Semplicità per l’ottavo anniversario della santificazione di S.Umile

E’ trascorso nella più assoluta umiltà e semplicità, proprio come avrebbe preferito frate Umile, l’ottavo anniversario della sua santificazione proclamata dal grande Papa polacco, Giovanni Paolo II°, il 19 maggio 2002, in Piazza San Pietro a Roma che ha consentito di aggiungere alla corona dei Santi frate Umile da Bisignano, secondo Santo della Calabria dei tempi moderno, dopo san Francesco di Paola..

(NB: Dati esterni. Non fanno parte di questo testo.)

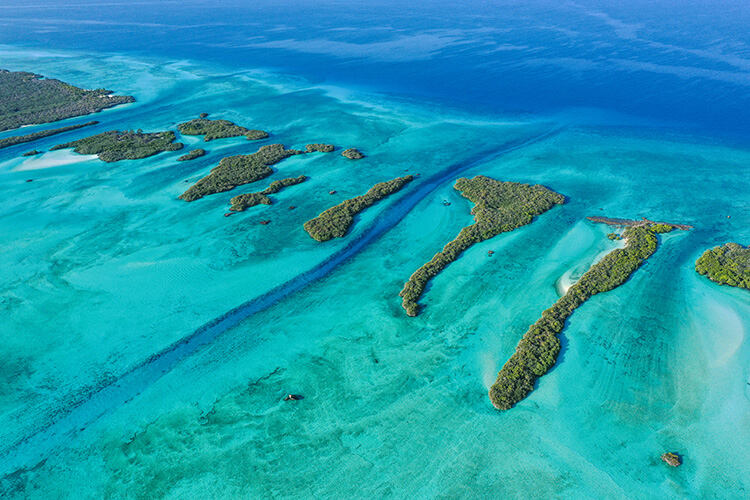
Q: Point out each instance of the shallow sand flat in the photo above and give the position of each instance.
(53, 159)
(106, 268)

I frati della Famiglia francescana, con il guardiano, padre Eugenio Clemenza che, da quando il Santuario di Sant’Umile è stato sigillato e chiuso al culto, vivono nella struttura del Centro COM dove è stata ricavata anche una cappella, si sono limitati a celebrare, insieme ai soliti riti quotidiani, la Santa Messa delle ore 19,00 alla quale, insieme a numerosi fedeli, hanno preso parte il Sindaco e le altre autorità municipali.
Sono trascorsi poco più di novanta giorni dal 14 febbraio 2010, allorquando, in seguito a smottamenti verificatisi su uno dei versanti della Collina Riforma, su cui sorge il complesso monastico, questo è stato chiuso e sigillato per disposizione dei Vigili del Fuoco cui è seguita un’ordinanza emessa dalla autorità municipali.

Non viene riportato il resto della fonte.